Part of the Deep Dive: Data Governance Webinar Series
As AI systems become more widespread, so does the need for easy to understand, consistent, and actionable documentation that provides information about the training data, how the AI model was created, and how it should and shouldn’t be used. In this talk, we introduce the CLeAR Framework, a set of guiding principles for how datasets, models, and AI systems should be: Comparable, Legible, Actionable, and Robust. Developed by a group of practitioners and scholars with deep expertise in AI documentation across industry and research, CLeAR helps practitioners navigate the tradeoffs and complexities of documenting today’s AI systems.

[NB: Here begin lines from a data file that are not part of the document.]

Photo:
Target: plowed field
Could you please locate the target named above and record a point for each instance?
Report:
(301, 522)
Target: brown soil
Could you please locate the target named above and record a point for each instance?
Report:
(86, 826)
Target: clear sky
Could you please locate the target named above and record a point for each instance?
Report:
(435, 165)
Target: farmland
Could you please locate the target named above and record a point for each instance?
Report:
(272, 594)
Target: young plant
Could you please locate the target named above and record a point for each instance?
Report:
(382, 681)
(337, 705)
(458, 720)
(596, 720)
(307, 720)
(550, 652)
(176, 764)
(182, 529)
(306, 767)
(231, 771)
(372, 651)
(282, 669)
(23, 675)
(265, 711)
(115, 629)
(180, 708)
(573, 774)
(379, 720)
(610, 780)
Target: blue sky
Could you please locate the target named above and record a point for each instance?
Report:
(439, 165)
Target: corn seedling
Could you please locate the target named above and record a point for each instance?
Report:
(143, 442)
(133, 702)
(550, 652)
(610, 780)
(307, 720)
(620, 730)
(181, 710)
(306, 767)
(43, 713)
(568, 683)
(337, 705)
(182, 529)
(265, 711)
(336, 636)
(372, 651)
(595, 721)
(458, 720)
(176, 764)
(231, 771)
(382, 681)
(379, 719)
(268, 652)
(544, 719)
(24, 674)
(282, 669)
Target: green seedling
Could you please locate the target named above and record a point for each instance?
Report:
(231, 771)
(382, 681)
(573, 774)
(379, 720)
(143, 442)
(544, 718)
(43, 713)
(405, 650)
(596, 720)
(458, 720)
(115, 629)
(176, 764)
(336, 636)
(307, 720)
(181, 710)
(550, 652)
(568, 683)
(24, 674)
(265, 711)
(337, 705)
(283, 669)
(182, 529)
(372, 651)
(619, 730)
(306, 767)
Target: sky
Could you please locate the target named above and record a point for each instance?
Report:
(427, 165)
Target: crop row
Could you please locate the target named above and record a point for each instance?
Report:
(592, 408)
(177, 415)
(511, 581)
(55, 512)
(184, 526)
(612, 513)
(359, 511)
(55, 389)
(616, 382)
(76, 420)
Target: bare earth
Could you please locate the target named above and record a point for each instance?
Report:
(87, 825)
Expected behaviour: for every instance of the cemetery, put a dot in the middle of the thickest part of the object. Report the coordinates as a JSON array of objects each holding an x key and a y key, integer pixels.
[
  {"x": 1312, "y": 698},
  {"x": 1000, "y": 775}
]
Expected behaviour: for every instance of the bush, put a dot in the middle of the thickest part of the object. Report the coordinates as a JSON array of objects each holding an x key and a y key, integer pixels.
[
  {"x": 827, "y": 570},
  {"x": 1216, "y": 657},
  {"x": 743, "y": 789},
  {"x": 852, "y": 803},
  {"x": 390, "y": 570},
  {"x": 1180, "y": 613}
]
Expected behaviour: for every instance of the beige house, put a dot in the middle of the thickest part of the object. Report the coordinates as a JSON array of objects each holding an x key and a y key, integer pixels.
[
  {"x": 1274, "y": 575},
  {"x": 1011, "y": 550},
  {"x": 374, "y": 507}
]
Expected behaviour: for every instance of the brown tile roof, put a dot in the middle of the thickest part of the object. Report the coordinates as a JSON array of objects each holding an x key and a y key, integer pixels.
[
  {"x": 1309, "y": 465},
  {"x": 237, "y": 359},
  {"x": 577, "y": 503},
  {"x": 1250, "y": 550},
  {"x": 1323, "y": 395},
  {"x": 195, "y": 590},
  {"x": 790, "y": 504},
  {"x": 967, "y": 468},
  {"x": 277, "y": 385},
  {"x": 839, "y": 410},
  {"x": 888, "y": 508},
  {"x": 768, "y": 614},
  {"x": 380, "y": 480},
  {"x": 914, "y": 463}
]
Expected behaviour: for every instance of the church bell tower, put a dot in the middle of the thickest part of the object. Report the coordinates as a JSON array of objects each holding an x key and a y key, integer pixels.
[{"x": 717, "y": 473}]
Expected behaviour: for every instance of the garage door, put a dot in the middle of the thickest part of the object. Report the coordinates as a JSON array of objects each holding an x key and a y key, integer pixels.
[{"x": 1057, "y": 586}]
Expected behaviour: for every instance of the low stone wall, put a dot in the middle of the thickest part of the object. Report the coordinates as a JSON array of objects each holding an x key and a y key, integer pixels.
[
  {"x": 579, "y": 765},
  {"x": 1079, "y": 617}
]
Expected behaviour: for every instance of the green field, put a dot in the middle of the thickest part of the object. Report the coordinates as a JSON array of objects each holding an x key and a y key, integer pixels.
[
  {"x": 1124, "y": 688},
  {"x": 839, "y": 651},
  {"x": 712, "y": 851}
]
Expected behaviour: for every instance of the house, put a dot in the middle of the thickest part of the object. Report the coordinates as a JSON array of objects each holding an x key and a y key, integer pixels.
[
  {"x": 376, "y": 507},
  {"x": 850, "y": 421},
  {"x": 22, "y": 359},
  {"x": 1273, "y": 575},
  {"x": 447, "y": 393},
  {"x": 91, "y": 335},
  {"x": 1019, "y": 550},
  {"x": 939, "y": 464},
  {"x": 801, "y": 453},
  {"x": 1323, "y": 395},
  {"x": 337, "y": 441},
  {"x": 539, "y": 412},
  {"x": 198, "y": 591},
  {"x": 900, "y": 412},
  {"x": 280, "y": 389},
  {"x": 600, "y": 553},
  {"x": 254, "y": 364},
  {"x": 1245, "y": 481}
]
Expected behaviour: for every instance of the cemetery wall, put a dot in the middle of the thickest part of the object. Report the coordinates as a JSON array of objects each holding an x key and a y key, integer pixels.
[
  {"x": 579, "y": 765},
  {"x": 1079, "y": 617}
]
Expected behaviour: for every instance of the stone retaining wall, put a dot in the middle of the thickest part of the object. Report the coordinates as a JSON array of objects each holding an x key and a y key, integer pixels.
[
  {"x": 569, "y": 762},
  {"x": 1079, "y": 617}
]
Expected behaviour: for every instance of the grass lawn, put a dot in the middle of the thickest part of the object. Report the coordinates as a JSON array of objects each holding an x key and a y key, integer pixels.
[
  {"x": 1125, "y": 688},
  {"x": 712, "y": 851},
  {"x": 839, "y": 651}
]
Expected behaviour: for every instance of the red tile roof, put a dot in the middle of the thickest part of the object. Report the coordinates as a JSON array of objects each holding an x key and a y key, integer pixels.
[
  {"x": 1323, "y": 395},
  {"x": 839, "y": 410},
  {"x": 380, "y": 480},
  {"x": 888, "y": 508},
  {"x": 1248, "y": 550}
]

In this talk, we’ll walk through the core components of the framework, illustrate its value through real-world case studies, and demonstrate how it supports responsible development, reflection, and oversight. Attendees will leave with practical strategies, examples, and a vocabulary to strengthen documentation practices across the AI lifecycle, including making the AI systems we use daily more explainable.”
The CLeAR Framework can be accessed in full paper form here:
The citation for the work is below:
Chmielinski, K., Newman, S., Kranzinger, C. N., Hind, M., Vaughan, J. W., Mitchell, M., Stoyanovich, J., McMillan-Major, A., McReynolds, E., Esfahany, K., Gray, M. L., Chang, A., & Hudson, M. (2024, May 21). The CLeAR Documentation Framework for AI Transparency: Recommendations for Practitioners & Context for Policymakers. Shorenstein Center.
Video transcript
Presenter: Kasia Chmielinski Executive Director, Data Nutrition Project
The Problem: Mystery Sandwiches in Technology
We don’t eat mystery sandwiches without knowing the ingredients, yet we routinely use AI systems without understanding their training data. This lack of transparency leads to problematic outcomes:
- Amazon’s hiring tool discriminated against women due to biased historic resume data
- Suicide risk prediction models fail on underrepresented communities
- Many other cases of AI systems exhibiting bias from incomplete or biased training data
Unlike food, which has nutrition labels and allergy warnings, AI training data has no disclosure requirements or regulations.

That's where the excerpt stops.